‘Vlaanderen heeft nood aan minister van Digitale Agenda’
De volgende Vlaamse regering zou best een minister van Digitale Agenda hebben. Dat verklaarde de kersverse SERV-voorzitter Hans Maertens, bij de voorstelling van de nieuwe visienota van de Vlaamse sociale partners.
Nieuwe technologieën zullen de maatschappij de volgende jaren revolutionair hertekenen in allerlei domeinen. “Er is daarom nood aan een gïntegreerde aanpak, zodat we de trein niet missen”, waarschuwde de SERV-voorzitter.
De uitdagingen situeren zich in verschillende domeinen zoals onderwijs, arbeidsmarkt, infrastructuur, publieke diensten en regelgeving. “Hoe gaan we werknemers omscholen? Hoe zorgen we ervoor dat iedereen mee kan met de nieuwe technologieën? Wat met cybersecurity en privacy?”, illustreerde de voorzitter de vele uitdagingen.
Aanpak in Vlaanderen te versnipperd
Op federaal niveau is Alexander De Croo minister van (onder meer) Digitale Agenda. Op Vlaams niveau bestaat die bevoegdheid niet en vallen de uitdagingen nu vooral onder het ministerie van Philippe Muyters, dat de (brede) bevoegdheid heeft over Werk, Economie, Innovatie en Sport.

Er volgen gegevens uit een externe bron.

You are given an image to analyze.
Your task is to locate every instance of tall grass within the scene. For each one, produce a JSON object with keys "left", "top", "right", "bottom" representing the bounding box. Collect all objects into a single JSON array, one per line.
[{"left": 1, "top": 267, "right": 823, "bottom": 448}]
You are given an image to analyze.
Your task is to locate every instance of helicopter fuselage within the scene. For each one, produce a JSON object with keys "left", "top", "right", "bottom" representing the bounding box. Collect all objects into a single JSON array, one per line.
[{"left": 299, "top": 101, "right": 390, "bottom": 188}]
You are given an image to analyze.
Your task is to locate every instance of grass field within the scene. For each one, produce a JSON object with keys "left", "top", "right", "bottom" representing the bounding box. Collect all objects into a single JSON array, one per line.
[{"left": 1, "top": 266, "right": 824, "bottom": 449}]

Maertens wilde zeker niet gezegd hebben dat Vlaanderen achterop hinkt inzake digitalisering. “We behoren tot de koplopers in Europa”. Maar de aanpak van een aantal uitdagingen gebeurt nu nog vaak te versnipperd. De SERV-voorzitter verwijst naar landen als Duitsland en Scandinavië waar op een meer geïntegreerde manier over de problematiek wordt nagedacht.
“Neem de zelfrijdende wagen. Wat betekent dat voor de autosector? Voor de werknemers? Voor ons onderwijs en voor onze infrastructuur? We gaan toch niet wachten op de eerste leveringen vooraleer we de discussie hierover opstarten?”.
Ook werkgevers moeten tandje bijsteken
De SERV reikt met zijn visienota, die vijftig actiepunten omvat, de bouwstenen aan voor het Vlaamse digitale beleid. Tegelijk gaan de sociale partners de volgende maanden ook kijken wat ze zélf kunnen doen. Maertens, die ook voorzitter van Voka is, gaf toe dat ook werkgevers een tandje moeten bijsteken, inzake opleidingen bijvoorbeeld. Daarnaast gaat de SERV ook bedrijven ondervragen en ‘best practices’ oplijsten die inspiratie moeten bieden.